Published online by Cambridge University Press: 26 June 2019
Revisiting the Marriage Question
WHAT DO WE THINK ABOUT when we think about Robert Lowell and marriage? A little over a decade ago, Grzegorz Kosc provided an important reading of the topic with regard to what he called the “counseling” influence of William Carlos Williams on Lowell's work. In the wake of Jeffrey Meyers's publication of Robert Lowell in Love (2015), however, in which the poet's marriages and other romantic/sexual relationships are presented as the key to understanding the poet's art, the question demands fresh consideration. The question is also important because Lowell explores the topic of marriage in several poems—so much so that it is explicitly flagged in several of his poems’ titles, from “‘To Speak of Woe That Is in Marriage’” in Life Studies (1959) to “Marriage,” which is partly based on Jan Van Eyck's painting The Arnolfini Portrait (1434), in Day by Day (1977). The list of such poems also includes “Marriage” in History (1973) and “Marriage?,” the fourth sonnet in a group of five entitled “Caroline” in The Dolphin (1976). The Dolphin also includes a sixteen-sonnet sequence entitled “Marriage.” These poems and groups of poems in themselves signal Lowell's recurring concern with the question of marriage, and his sense of its complexity. This is to be expected, perhaps, of a poet who was himself married three times. When considering the issue of Lowell and marriage, indeed, our first impulse might be to refer to the poet's actual marriages to Jean Stafford, Elizabeth Hardwick, and Caroline Blackwood. It is undoubtedly useful to know that Lowell was married to Stafford in the 1940s, and the story of his marriage to Hardwick, from 1949 until their divorce in 1972, when he married Blackwood, is also a central part of the narrative of his artistic and cultural emergence.

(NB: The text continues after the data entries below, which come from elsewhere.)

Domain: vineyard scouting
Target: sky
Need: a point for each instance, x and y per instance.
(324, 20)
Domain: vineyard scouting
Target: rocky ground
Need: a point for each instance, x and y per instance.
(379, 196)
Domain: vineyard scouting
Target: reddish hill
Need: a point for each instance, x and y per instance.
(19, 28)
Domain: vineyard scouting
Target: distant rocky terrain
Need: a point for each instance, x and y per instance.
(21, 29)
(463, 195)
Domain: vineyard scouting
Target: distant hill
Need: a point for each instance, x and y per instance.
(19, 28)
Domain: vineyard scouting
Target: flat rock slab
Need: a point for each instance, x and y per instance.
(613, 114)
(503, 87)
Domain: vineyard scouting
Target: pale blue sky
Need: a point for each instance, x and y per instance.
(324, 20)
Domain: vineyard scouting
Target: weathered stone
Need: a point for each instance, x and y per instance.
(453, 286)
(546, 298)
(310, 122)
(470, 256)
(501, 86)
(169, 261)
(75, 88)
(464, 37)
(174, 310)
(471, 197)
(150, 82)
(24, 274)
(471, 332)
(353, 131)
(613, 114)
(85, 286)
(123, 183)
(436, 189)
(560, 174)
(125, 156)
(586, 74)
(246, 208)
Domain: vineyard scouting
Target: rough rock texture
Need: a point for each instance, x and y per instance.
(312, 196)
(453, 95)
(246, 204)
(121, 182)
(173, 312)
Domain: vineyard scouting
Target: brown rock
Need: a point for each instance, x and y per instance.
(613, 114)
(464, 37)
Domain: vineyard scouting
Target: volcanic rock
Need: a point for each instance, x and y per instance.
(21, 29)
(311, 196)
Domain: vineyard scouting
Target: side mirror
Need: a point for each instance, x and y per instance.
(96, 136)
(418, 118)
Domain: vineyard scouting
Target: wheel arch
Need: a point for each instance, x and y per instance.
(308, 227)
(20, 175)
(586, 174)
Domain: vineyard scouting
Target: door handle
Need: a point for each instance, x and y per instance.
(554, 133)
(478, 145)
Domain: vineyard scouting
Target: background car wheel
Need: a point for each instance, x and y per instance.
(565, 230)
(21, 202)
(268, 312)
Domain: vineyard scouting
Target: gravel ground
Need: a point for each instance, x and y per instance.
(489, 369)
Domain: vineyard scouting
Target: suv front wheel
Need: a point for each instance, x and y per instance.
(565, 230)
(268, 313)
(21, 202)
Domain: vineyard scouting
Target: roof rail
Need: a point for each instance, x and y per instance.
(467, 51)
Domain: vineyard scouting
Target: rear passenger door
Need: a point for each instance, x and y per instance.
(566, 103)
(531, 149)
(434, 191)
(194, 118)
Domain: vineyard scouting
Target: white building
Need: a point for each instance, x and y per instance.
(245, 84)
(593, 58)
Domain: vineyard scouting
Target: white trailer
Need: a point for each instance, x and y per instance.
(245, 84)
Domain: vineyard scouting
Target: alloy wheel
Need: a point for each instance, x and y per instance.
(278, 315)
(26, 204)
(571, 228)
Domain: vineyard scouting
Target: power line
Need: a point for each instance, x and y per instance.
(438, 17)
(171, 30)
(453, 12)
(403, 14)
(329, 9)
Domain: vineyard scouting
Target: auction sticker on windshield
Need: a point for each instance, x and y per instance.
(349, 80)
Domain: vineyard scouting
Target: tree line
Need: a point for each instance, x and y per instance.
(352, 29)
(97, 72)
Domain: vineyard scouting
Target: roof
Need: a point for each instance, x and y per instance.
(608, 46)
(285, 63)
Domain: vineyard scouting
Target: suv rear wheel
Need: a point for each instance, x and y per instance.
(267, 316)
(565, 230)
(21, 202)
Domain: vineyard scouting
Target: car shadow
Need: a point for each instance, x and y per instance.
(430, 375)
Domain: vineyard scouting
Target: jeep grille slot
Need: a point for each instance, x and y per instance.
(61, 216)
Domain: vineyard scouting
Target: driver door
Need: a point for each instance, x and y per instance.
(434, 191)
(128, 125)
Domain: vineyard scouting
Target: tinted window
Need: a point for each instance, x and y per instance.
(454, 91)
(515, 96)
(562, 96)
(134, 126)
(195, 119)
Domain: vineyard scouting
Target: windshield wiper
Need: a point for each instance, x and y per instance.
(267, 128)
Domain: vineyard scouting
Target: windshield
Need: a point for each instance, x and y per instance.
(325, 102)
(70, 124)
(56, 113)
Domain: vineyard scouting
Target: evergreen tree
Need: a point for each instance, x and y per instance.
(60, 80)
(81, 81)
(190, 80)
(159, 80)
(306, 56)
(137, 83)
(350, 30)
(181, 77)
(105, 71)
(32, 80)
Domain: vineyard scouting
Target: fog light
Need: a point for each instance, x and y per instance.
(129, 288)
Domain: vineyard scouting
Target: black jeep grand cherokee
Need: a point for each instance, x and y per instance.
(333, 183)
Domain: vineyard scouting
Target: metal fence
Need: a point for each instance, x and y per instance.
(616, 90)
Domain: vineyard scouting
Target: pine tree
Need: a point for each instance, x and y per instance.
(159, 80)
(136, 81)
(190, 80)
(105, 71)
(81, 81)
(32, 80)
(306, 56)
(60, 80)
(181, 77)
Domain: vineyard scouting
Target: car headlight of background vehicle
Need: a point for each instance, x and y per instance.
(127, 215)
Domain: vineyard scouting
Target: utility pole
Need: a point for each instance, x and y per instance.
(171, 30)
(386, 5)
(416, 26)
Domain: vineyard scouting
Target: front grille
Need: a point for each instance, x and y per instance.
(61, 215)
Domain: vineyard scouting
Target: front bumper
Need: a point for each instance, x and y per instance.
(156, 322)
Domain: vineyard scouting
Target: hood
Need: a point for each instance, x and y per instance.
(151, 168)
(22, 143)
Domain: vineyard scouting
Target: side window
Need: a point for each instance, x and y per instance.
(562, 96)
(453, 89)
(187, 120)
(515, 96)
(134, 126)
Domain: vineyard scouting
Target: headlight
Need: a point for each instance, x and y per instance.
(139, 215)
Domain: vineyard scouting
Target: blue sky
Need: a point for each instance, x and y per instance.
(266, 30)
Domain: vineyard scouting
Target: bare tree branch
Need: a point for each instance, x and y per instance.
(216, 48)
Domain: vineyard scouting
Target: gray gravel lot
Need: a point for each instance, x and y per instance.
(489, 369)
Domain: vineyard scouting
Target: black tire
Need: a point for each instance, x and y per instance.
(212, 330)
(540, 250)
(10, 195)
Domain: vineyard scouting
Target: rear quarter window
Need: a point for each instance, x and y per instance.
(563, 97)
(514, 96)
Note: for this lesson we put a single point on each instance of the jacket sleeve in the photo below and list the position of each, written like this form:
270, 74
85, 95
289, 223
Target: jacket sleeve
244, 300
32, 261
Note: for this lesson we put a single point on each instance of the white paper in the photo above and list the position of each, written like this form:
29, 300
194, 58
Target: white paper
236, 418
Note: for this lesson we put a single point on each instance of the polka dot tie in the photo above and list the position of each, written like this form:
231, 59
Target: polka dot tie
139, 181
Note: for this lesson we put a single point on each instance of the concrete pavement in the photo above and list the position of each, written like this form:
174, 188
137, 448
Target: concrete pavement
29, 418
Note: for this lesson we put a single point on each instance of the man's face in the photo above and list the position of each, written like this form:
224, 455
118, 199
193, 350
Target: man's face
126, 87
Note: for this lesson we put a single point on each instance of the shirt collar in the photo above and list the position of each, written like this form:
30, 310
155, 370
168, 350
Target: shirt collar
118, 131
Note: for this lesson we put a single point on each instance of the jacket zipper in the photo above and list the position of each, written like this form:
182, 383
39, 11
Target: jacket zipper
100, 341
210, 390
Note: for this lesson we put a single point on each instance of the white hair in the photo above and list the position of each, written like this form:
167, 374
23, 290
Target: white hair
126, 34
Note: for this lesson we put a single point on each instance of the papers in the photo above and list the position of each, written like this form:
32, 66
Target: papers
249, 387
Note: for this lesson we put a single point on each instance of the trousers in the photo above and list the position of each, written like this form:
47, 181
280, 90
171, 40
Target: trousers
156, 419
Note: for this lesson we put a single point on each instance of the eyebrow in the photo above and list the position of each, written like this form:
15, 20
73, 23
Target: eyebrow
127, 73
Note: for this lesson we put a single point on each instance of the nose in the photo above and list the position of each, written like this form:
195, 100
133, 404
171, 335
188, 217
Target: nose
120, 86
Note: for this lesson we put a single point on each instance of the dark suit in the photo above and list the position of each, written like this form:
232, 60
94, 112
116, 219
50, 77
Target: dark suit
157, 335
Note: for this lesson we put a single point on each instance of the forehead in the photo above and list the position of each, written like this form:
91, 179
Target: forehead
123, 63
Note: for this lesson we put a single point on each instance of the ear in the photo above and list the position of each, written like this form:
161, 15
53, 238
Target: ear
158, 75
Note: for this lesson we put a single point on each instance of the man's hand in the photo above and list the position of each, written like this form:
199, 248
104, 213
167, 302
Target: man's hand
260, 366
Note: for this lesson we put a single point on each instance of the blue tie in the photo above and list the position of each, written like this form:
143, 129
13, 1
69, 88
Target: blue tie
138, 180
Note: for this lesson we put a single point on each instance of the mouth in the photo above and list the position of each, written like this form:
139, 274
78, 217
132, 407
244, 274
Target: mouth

The poet clearly used his experience of marriage to these three women as material for his work, but readers of Lowell—or any poet, for that matter—should also know that the relationship between life and art is never straightforward. The problem with Meyers's reading of Lowell is that he does not explore the complexity of this issue but, rather, sees the poems as providing what he calls an “autobiographical bounty” for the researcher.